Hierbei können etablierte Standards wie ISO 27001 oder der BSI-Grundschutz als Orientierung dienen. Für kleine und mittelständische Unternehmen bietet sich auch der deutsche VdS-10000-Standard an. Wichtig ist, dass die Verantwortung für Cybersicherheit auf Führungsebene verankert wird. Unternehmen sollten proaktiv handeln und nicht warten, bis gesetzliche Fristen sie unter Druck setzen.

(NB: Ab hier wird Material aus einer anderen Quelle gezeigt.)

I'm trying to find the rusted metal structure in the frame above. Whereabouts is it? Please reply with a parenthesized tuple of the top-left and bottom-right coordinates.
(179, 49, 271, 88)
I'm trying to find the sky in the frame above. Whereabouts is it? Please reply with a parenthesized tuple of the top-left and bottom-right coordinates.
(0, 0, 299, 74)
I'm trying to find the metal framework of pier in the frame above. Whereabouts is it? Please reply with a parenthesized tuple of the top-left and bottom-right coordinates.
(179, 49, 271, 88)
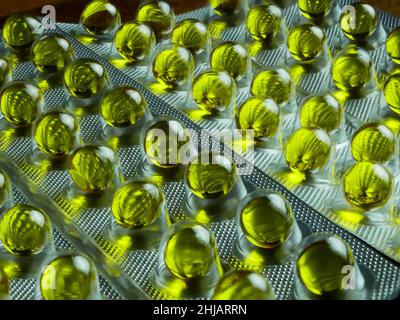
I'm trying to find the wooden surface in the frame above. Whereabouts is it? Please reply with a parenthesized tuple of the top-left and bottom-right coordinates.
(0, 0, 399, 24)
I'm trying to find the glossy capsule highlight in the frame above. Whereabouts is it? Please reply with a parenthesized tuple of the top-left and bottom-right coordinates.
(0, 204, 52, 256)
(171, 19, 209, 55)
(100, 86, 147, 127)
(114, 21, 155, 63)
(40, 253, 98, 300)
(68, 145, 116, 193)
(80, 0, 121, 36)
(0, 81, 43, 127)
(343, 162, 393, 210)
(251, 68, 292, 105)
(299, 95, 342, 132)
(0, 170, 11, 209)
(33, 111, 80, 158)
(112, 180, 164, 229)
(210, 42, 249, 80)
(192, 70, 236, 113)
(136, 1, 175, 40)
(235, 97, 279, 138)
(351, 123, 395, 163)
(64, 58, 109, 99)
(340, 3, 377, 42)
(246, 4, 282, 43)
(287, 24, 326, 62)
(212, 270, 275, 300)
(285, 127, 331, 173)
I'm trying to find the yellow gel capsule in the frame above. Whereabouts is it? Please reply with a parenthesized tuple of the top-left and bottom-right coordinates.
(331, 47, 372, 91)
(285, 127, 331, 173)
(114, 21, 155, 63)
(31, 34, 74, 73)
(343, 162, 392, 210)
(171, 19, 209, 55)
(287, 24, 326, 62)
(33, 111, 79, 158)
(2, 14, 41, 53)
(246, 4, 282, 42)
(0, 204, 51, 256)
(40, 253, 98, 300)
(152, 47, 193, 90)
(112, 180, 163, 229)
(240, 192, 293, 249)
(80, 0, 121, 36)
(0, 170, 11, 208)
(351, 123, 395, 163)
(68, 145, 116, 193)
(299, 95, 341, 132)
(100, 86, 147, 127)
(340, 3, 377, 41)
(384, 73, 400, 115)
(298, 0, 332, 21)
(212, 270, 274, 300)
(386, 27, 400, 65)
(0, 269, 8, 299)
(186, 153, 236, 199)
(297, 236, 355, 296)
(64, 58, 109, 99)
(210, 42, 249, 80)
(0, 58, 10, 87)
(144, 119, 190, 168)
(251, 68, 292, 104)
(209, 0, 240, 16)
(192, 70, 236, 113)
(236, 97, 279, 138)
(136, 1, 175, 40)
(164, 223, 216, 279)
(0, 81, 42, 127)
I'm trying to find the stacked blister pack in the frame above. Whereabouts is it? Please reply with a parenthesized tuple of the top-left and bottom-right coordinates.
(0, 0, 399, 300)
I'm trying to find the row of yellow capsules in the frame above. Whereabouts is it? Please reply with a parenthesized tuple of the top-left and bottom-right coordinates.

Typische Inhalte der ersten Bestandsaufnahme sind IT-Management, IT-Sicherheits-Management und Informationsschutz (Werbespot: bieten wir hier auch zu fairen Festpreisen an). Es gibt aber auch gute Arbeitsmittel, um sich als Organisation selbst einzuschätzen, wie die DIN SPEC 27076 (2023-05).
Fazit
Auch wenn die NIS2-Richtlinie als Belastung erscheinen mag, so ist sie doch ein notwendiger Schritt zu mehr Cybersicherheit. Ob gesetzlich vorgeschrieben oder nicht, der Schutz digitaler Systeme ist für Unternehmen überlebenswichtig. Unternehmen sollten diese Vorschriften nicht als bloße Kontrollkästchen für die Einhaltung von Vorschriften betrachten, sondern als Chance, ihre Sicherheitslage zu verbessern. Mit der richtigen Planung und einer proaktiven Denkweise können Unternehmen die Herausforderungen der Vorschriften in wertvolle Schutzmaßnahmen gegen die wachsenden Cyber-Bedrohungen umwandeln. Dabei muss das Rad nicht neu erfunden werden: es gibt einschlägige Standards für kleine oder große Organisationen.